In a statement, the council said that the fund will focus on regions, areas and sectors most affected by Brexit.
The fund will be used to pay for a number of measures, such as compensating business for lost trade, keeping people in employment and setting up customs checks.
Back in January, Minister for Foreign Affairs Simon Coveney said that Ireland would get €1.05 billion of this, being the economy most exposed to the UK’s withdrawal from the EU.
It is thought that farmers would be in line for a substantial portion of that allocation, something that farm organisations have been insisting on.
Speaking yesterday (Thursday, April 30) , Portuguese minister for agriculture Augusto Santos Silva (representing the presidency of the EU Council, which is currently held by Portugal) said: “The reserve aims to support all member states to counter the negative consequences of the UK’s withdrawal.
“In a spirit of solidarity, we are committed to help European regions, companies and citizens, and especially the hardest hit communities, to tackle the unprecedented challenges of Brexit,” Silva added.
The council’s position endorses a four-year period from January 1, 2020 until December 31, 2023, meaning that costs incurred during that time as a result of Brexit can be covered in full or in part.
“Since the economic consequences of the UK’s withdrawal are multiple and unpredictable, the draft regulation establishing the reserve provides an indicative and non-exhaustive list of eligible measures,” the council statement said.
This list includes, among other things: assistance to businesses and fishing communities; short-term work schemes and retraining programmes; border, customs, sanitary and phytosanitary checks; collection of indirect taxation; and reintegration of EU nationals who have left the UK due to the withdrawal.

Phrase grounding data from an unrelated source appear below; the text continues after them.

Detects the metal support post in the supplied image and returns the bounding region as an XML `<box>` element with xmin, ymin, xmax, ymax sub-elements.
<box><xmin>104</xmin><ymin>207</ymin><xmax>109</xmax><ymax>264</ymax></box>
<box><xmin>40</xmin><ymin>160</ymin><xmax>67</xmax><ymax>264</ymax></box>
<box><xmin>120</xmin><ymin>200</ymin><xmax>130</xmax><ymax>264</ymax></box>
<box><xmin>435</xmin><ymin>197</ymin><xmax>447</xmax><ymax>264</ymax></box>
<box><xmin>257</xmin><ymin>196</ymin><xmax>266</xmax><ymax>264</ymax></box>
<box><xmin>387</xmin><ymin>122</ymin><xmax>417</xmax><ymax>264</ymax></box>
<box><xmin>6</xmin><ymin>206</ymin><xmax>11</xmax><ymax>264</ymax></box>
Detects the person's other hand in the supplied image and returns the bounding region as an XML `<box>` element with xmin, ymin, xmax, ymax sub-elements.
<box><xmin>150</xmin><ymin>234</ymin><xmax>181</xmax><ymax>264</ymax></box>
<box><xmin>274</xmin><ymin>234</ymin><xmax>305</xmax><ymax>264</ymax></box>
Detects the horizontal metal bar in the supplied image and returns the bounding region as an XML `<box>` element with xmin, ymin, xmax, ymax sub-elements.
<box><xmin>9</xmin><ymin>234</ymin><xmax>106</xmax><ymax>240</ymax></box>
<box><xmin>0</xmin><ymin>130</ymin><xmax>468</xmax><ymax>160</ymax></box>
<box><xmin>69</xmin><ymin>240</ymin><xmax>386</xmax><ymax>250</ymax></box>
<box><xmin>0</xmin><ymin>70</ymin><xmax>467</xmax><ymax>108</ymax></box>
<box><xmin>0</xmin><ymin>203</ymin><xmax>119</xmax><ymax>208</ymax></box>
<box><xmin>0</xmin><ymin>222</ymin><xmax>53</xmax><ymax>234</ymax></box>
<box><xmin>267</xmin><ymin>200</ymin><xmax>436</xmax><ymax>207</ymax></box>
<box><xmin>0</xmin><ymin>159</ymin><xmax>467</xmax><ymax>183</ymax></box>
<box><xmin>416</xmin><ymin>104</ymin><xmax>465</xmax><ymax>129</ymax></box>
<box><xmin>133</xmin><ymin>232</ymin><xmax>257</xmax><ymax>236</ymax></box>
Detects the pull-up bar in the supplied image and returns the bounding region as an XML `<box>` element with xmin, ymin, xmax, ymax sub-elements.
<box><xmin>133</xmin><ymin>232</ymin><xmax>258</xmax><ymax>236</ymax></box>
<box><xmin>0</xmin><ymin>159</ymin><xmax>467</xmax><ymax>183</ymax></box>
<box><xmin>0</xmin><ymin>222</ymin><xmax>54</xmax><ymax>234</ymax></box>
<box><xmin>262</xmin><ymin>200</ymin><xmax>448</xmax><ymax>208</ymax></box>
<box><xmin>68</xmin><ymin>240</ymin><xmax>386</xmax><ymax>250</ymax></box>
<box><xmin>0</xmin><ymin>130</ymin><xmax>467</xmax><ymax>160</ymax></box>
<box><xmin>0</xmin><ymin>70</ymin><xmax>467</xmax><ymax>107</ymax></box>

“Whatever measures member states decide to take, they have to be directly linked to mitigating the adverse consequences of Brexit to qualify for funding,” the statement highlights.
The allocation method for the fund takes into account the uneven impact of Brexit on different regions and sectors.
Under the council’s position, all €5 billion (which is in 2018 constant price) will be provisionally allocated upfront.
Each member state’s share is determined by three main factors: the value of fish caught in the UK exclusive economic zone; the importance of trade with the UK; and a factor linked to the population of maritime border regions with the UK.
€600 million will be allocated for the first of these factors (on fishing); €4.105 billion for the second factor (on trade); and €250 million on the third factor (on maritime border regions).
€4 billion will be disbursed as pre-financing in three installments in 2021, 2022 and 2023. The remaining €1 billion will be made available in 2025.
How this final installment is shared will depend on how member states have spent the funding in previous years, taking into consideration any unused amounts.
Once the European Parliament has adopted its position, itself and the council will hold talks on the draft regulation, with the aim of reaching an agreement before the parliament’s summer recess.